As a company whose shares are admitted to trading on AIM, Time Out Group plc is required to comply with the AIM Rules for Companies. In addition, the Directors acknowledge the importance of high standards of corporate governance and intend, given the Company’s size and the constitution of the Board, to comply with the principles set out in the Corporate Governance Code for small and mid-sized companies published by the QCA in May 2013. The QCA Code sets out a standard of minimum best practice for small and mid-size quoted companies, particularly AIM companies.
The Board will comprise seven Directors, two of whom shall be Executive Directors and five of whom shall be Non-Executive Directors, reflecting a blend of different experiences and backgrounds. The Board believes that the composition of the Board brings a desirable range of skills and experience in light of the Company’s challenges and opportunities, while at the same time ensuring that no individual (or a small group of individuals) can dominate the Board’s decision making. The Board intends to meet regularly to review, formulate and approve the Group’s strategy, budgets, corporate actions and oversee the Group’s progress towards its goals. The Company has established an audit committee and a remuneration committee with formally delegated duties and responsibilities and with written terms of reference. Each of these committees will meet regularly and at least two times a year.
The Audit Committee will have the primary responsibility of monitoring the quality of internal controls to ensure that the financial performance of the Group is properly measured and reported on. It will receive and review reports from the Group’s management and external auditors relating to the interim and annual accounts and the accounting and internal control systems in use throughout the Group. The Audit Committee will meet not less than three times in each financial year and will have unrestricted access to the Group’s external auditors. The members of the Audit Committee shall include only independent non-executive Directors. The Audit Committee comprises Lord Rose of Monewden and Christine Petersen and is chaired by Christine Petersen.
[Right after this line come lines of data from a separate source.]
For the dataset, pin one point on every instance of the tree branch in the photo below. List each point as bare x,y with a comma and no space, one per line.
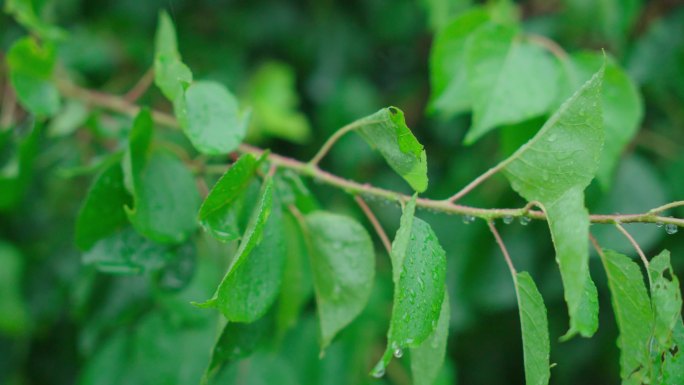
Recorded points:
118,104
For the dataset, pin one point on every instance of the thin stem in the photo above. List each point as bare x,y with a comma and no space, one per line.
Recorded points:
374,221
333,139
549,44
668,206
502,246
634,243
141,86
476,182
119,105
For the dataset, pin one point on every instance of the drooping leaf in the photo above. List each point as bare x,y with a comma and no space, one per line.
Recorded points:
554,168
127,252
419,274
343,267
387,132
253,279
209,116
165,198
15,316
448,72
509,80
30,69
428,357
171,75
666,298
535,330
621,102
297,287
632,309
27,13
274,100
102,212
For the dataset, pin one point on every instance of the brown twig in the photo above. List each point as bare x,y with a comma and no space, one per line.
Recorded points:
374,221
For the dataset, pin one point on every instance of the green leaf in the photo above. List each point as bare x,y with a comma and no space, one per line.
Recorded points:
419,275
211,119
297,287
27,13
30,68
165,198
509,80
387,132
428,357
343,267
253,279
632,309
273,97
102,211
535,330
622,106
448,73
666,298
15,317
554,168
171,75
127,252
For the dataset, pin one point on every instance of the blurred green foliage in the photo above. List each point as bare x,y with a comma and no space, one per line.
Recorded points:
306,68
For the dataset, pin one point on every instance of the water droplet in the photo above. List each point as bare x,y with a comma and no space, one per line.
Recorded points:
398,352
671,228
379,372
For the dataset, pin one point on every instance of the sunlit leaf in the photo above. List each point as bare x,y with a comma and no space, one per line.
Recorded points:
554,168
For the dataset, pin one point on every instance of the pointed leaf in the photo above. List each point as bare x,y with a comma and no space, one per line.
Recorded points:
428,357
253,280
666,298
343,267
209,116
554,168
509,80
632,309
387,132
102,212
535,330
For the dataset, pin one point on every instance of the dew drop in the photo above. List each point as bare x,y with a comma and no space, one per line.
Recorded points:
671,228
398,352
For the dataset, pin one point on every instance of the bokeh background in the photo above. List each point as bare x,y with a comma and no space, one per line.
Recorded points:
307,68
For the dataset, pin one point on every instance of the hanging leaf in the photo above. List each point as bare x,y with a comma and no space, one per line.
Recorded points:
102,212
30,70
554,168
448,72
632,309
509,80
535,330
209,116
427,358
165,198
387,132
419,274
171,75
252,281
343,267
666,298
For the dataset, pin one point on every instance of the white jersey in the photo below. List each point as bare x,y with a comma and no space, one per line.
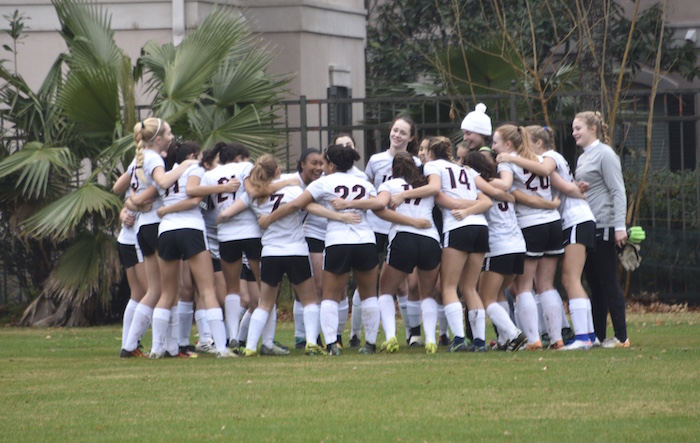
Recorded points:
189,218
415,208
284,237
505,237
151,160
348,187
456,181
572,210
314,226
379,170
532,184
127,235
243,225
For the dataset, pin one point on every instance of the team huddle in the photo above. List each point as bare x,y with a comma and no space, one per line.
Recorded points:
213,230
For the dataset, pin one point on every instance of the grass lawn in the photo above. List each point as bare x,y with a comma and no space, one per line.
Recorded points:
70,385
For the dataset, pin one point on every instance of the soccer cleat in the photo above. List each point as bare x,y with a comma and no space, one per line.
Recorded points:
275,349
517,342
556,345
313,349
460,346
613,342
180,354
577,345
444,340
536,346
390,346
206,346
354,342
135,353
415,341
332,349
368,348
476,348
248,353
226,353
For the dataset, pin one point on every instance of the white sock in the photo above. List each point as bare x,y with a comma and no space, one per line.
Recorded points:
403,309
299,329
244,325
526,309
257,322
342,315
413,311
268,334
312,322
477,321
126,322
356,316
387,314
161,320
370,319
579,316
552,309
142,320
453,312
442,320
232,314
500,318
329,320
203,329
185,314
215,318
429,310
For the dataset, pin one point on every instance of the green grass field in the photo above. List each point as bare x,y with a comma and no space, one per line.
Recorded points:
70,385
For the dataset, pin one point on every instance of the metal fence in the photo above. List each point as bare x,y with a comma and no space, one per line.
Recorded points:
668,209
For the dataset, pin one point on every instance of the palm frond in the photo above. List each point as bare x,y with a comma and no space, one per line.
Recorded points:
60,218
89,267
36,163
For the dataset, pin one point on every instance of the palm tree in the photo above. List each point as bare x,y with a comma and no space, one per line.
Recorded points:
77,137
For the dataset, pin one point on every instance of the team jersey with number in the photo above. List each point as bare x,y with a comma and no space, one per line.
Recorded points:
189,218
284,237
573,211
127,235
348,187
379,170
151,160
415,208
505,237
457,182
532,184
243,225
314,226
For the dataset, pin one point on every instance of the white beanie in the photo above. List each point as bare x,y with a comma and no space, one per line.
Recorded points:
477,121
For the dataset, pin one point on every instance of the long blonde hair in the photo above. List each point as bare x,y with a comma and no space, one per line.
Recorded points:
145,132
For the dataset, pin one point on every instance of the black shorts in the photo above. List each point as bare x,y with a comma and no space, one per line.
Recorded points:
130,255
506,264
297,268
232,251
471,238
340,259
543,240
181,244
316,246
582,233
382,240
247,273
148,239
409,250
216,262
The Remuneration Committee will review the performance of the executive directors and make recommendations to the Board on matters relating to their remuneration and terms of service. The Remuneration Committee will also make recommendations to the Board on proposals for the granting of share options and other equity incentives pursuant to any employee share option scheme or equity incentive plans in operation from time to time. The Remuneration Committee will meet as and when necessary, but at least twice each year. In exercising this role, the Directors shall have regard to the recommendations put forward in the QCA Code and, where appropriate, the QCA Remuneration Committee Guide and associated guidance. The members of the Remuneration Committee shall include only independent non-executive Directors. The Remuneration Committee comprises Lord Rose of Monewden and Christine Petersen and is chaired by Christine Petersen.